Back in the beginning of April, 8th graders all over Texas took the STAAR math and reading tests. Since I happen to be a math teacher, the following discussion will relate specifically to the 8th grade math test, but it certainly relates to other grades and subjects.
According to the TEA website (See grade 8 mathematics blueprint: http://www.tea.state.tx.us/student.assessment/staar/blueprints/), the ‘scored’ portion of the test consisted of 56 questions. Also according to the TEA (‘Test Design and Setting of Student Performance Standards Chapter 2 pg 7), there were up to 8 additional multiple choice questions being field tested. Also, “[g]riddable field-test items are embedded in mathematics and science tests, as appropriate.” What does this mean for the student? Let’s see…
– approximately 18% more questions that the students had to complete in the same 4 hours.
– approximately 15% less time per question (~3 min 45 seconds per question as opposed to ~4 minutes 26 seconds per question if there were no field test questions).
As a math guy myself, and after having spoken with a friend of mine who is nearing completion of a PhD in Educational Psychology, I understand the need to collect data and have ‘item exposure’ so that the veracity of the question can be determined. So from a purely empirical stance, I am fine with the inclusion of field test questions.
But 13-14 year old students should not be treated empirically.
Question 1: How can I console a kid that may not have been able to finish the last 8+ questions because they ran out of time? Granted, nobody knows which questions were the field test questions, but the fact remains that, due to the high stakes nature of these tests, those field questions SIMPLY DID NOT MATTER.

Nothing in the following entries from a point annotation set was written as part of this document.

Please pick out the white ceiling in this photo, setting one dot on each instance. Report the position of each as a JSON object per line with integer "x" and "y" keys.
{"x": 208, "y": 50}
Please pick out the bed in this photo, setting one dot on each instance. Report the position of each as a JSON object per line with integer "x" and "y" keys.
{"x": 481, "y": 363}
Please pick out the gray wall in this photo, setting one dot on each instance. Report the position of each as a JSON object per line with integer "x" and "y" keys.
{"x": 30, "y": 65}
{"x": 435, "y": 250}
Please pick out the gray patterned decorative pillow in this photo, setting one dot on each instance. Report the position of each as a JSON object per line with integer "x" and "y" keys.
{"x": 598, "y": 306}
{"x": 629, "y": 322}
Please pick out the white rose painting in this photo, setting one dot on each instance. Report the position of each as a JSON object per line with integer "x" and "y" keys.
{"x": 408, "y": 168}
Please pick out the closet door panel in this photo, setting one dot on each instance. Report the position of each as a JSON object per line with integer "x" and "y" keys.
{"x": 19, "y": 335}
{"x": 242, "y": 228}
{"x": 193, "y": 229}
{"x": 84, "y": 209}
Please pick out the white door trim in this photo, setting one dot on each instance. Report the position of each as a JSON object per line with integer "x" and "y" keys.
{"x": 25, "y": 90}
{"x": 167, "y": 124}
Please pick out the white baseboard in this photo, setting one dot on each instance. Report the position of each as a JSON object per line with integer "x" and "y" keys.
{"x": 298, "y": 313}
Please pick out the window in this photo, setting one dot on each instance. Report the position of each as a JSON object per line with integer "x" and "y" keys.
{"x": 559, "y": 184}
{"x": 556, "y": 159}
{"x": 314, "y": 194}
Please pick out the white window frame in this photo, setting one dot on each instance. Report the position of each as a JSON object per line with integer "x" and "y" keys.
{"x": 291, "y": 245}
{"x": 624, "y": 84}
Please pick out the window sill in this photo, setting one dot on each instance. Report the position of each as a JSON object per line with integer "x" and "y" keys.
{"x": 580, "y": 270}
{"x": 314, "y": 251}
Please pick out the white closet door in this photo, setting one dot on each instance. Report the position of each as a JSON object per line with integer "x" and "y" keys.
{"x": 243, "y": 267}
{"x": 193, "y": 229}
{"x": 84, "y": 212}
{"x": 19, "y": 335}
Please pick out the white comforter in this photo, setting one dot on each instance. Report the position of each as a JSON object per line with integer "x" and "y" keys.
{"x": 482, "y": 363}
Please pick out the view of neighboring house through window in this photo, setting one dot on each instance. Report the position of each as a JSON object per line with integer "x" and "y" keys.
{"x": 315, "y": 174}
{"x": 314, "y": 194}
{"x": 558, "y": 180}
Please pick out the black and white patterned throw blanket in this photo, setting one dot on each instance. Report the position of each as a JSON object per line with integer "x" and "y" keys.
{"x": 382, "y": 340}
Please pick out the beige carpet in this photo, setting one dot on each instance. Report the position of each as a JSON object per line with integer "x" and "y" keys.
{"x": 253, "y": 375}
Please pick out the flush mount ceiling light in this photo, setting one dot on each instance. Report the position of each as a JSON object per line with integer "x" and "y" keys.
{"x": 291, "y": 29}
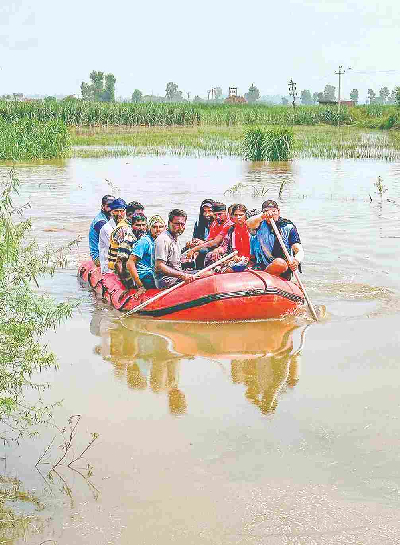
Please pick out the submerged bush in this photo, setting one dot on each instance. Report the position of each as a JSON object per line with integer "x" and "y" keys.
{"x": 25, "y": 317}
{"x": 27, "y": 139}
{"x": 279, "y": 143}
{"x": 254, "y": 144}
{"x": 268, "y": 145}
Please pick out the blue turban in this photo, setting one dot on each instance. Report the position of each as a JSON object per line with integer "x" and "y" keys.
{"x": 118, "y": 204}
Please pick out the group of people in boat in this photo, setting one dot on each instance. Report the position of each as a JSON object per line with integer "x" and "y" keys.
{"x": 146, "y": 252}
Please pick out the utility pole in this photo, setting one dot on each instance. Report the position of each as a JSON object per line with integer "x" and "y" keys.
{"x": 293, "y": 92}
{"x": 339, "y": 73}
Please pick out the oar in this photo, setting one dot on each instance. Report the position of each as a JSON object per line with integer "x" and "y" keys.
{"x": 296, "y": 274}
{"x": 164, "y": 292}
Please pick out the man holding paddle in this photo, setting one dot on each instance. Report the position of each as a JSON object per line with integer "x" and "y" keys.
{"x": 266, "y": 248}
{"x": 167, "y": 254}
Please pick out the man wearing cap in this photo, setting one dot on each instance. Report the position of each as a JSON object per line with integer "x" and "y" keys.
{"x": 123, "y": 240}
{"x": 140, "y": 264}
{"x": 117, "y": 211}
{"x": 218, "y": 230}
{"x": 99, "y": 221}
{"x": 127, "y": 232}
{"x": 167, "y": 252}
{"x": 266, "y": 248}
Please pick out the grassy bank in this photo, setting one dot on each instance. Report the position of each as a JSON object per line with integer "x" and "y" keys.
{"x": 78, "y": 113}
{"x": 323, "y": 142}
{"x": 27, "y": 139}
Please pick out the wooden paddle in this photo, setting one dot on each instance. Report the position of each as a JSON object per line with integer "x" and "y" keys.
{"x": 164, "y": 292}
{"x": 296, "y": 274}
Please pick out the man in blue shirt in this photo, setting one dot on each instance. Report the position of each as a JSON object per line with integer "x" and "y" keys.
{"x": 94, "y": 232}
{"x": 266, "y": 248}
{"x": 140, "y": 265}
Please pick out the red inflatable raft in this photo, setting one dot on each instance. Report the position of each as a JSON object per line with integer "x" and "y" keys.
{"x": 249, "y": 295}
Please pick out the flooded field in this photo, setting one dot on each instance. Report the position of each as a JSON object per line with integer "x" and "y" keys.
{"x": 281, "y": 432}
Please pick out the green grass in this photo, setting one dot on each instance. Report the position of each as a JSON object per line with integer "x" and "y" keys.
{"x": 324, "y": 142}
{"x": 79, "y": 113}
{"x": 26, "y": 139}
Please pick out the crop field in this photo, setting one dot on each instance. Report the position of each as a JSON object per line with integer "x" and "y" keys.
{"x": 78, "y": 113}
{"x": 41, "y": 130}
{"x": 322, "y": 142}
{"x": 27, "y": 139}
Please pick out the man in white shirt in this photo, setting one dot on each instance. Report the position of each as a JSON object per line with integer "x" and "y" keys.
{"x": 117, "y": 210}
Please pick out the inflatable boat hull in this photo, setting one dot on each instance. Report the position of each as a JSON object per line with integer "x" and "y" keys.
{"x": 249, "y": 295}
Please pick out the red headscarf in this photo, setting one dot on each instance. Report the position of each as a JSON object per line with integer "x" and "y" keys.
{"x": 241, "y": 240}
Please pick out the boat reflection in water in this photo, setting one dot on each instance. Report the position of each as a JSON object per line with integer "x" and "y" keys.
{"x": 148, "y": 354}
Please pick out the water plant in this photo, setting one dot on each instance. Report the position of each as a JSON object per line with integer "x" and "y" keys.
{"x": 381, "y": 188}
{"x": 279, "y": 142}
{"x": 27, "y": 139}
{"x": 255, "y": 144}
{"x": 274, "y": 144}
{"x": 25, "y": 317}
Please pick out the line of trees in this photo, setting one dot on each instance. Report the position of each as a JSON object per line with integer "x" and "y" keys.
{"x": 385, "y": 96}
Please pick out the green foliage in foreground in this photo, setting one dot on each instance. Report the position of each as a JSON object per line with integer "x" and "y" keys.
{"x": 27, "y": 139}
{"x": 274, "y": 144}
{"x": 25, "y": 317}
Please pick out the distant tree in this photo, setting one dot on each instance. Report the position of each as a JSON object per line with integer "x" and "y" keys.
{"x": 152, "y": 98}
{"x": 101, "y": 88}
{"x": 253, "y": 94}
{"x": 306, "y": 98}
{"x": 218, "y": 93}
{"x": 137, "y": 96}
{"x": 172, "y": 93}
{"x": 97, "y": 79}
{"x": 108, "y": 94}
{"x": 354, "y": 95}
{"x": 329, "y": 92}
{"x": 371, "y": 96}
{"x": 397, "y": 95}
{"x": 384, "y": 94}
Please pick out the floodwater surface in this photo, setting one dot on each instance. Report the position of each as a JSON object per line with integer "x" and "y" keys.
{"x": 279, "y": 432}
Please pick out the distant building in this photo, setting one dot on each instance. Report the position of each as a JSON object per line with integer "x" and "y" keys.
{"x": 233, "y": 97}
{"x": 349, "y": 103}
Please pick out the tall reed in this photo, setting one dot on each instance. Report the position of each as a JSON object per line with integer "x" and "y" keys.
{"x": 28, "y": 139}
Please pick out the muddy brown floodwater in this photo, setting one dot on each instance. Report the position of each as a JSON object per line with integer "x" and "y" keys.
{"x": 228, "y": 434}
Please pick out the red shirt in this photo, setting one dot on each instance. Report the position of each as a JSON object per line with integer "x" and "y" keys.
{"x": 241, "y": 240}
{"x": 219, "y": 228}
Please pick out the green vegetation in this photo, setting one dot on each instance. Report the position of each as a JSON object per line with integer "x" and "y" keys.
{"x": 27, "y": 139}
{"x": 150, "y": 114}
{"x": 37, "y": 130}
{"x": 279, "y": 143}
{"x": 274, "y": 144}
{"x": 25, "y": 317}
{"x": 255, "y": 144}
{"x": 18, "y": 511}
{"x": 322, "y": 142}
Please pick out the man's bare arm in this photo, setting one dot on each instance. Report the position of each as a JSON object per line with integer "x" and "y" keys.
{"x": 254, "y": 221}
{"x": 162, "y": 267}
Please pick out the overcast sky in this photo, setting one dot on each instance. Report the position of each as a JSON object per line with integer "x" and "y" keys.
{"x": 51, "y": 47}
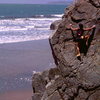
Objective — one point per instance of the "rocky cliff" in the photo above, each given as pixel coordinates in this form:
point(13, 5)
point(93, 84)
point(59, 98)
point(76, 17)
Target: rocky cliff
point(72, 79)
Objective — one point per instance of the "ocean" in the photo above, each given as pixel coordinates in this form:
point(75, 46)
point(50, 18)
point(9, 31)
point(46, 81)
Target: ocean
point(25, 22)
point(21, 23)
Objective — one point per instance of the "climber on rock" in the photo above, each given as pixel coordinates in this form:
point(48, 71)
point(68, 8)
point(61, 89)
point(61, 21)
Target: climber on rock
point(79, 37)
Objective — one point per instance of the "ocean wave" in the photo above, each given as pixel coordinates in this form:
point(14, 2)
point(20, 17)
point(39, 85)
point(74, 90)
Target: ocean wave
point(25, 29)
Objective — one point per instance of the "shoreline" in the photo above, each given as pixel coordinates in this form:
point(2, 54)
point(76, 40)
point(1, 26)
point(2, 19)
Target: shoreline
point(19, 60)
point(34, 55)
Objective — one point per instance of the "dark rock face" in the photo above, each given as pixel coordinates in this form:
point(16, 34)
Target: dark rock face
point(55, 24)
point(74, 79)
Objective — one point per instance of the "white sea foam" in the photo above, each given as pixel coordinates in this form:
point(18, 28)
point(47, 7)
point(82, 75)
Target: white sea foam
point(25, 29)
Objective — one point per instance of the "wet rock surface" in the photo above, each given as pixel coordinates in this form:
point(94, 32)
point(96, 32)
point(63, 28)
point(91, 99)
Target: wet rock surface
point(73, 79)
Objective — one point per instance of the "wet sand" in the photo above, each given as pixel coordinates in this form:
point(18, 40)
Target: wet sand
point(19, 59)
point(25, 57)
point(16, 95)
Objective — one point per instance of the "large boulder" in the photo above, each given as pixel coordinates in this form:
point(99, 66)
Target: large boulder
point(73, 79)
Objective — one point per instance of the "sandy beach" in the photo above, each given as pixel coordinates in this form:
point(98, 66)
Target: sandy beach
point(20, 60)
point(25, 57)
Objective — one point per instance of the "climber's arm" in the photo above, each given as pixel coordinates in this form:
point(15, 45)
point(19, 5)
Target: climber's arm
point(87, 29)
point(73, 29)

Question 2: How can I console a kid that may have missed meeting the passing standard by one or two questions? Statistically speaking, those students would have answered at least a couple of those meaningless questions correctly. Not only were they not given credit for those correct answers, the time spent getting those correct answered were wasted. This in turn could have easily added to ‘test fatigue’, possibly leading them to miss a question later in the test that they normally would have answered correctly.
While “[f]ield-test data are analyzed for reliability, validity, and possible bias” (TEXAS ASSESSMENT PROGRAM TEST DEVELOPMENT PROCESS pg 2), I could find no specific methodology that could be independently vetted. To be clear, I understand the need for test security and analysis of new ‘product’. But the lack of transparency by testing companies (Pearson, in this case) is troubling to say the least.
Most other companies I can think of have a specific division devoted to the design and testing of new things. Drug companies finance trials of new medications. Fast food joints do slow roll outs of new things in test markets. Heck, we have all received those tiny boxes of cereal in the mail to try out. Those companies budget for those tests and collection of data. Pearson, on the other hand, essentially gets paid (by the taxpayers) to collect millions of data points.
If these tests were purely diagnostic in nature, I would have no issue with the inclusion of field test items. Of course, if the tests were diagnostic in nature, even having field test items would be rendered moot since the tests themselves would be released each year.
Just another reason why our current regime of ‘Test and Punish’ (with apologies to John Kuhn for the plagiarism) must be done away with.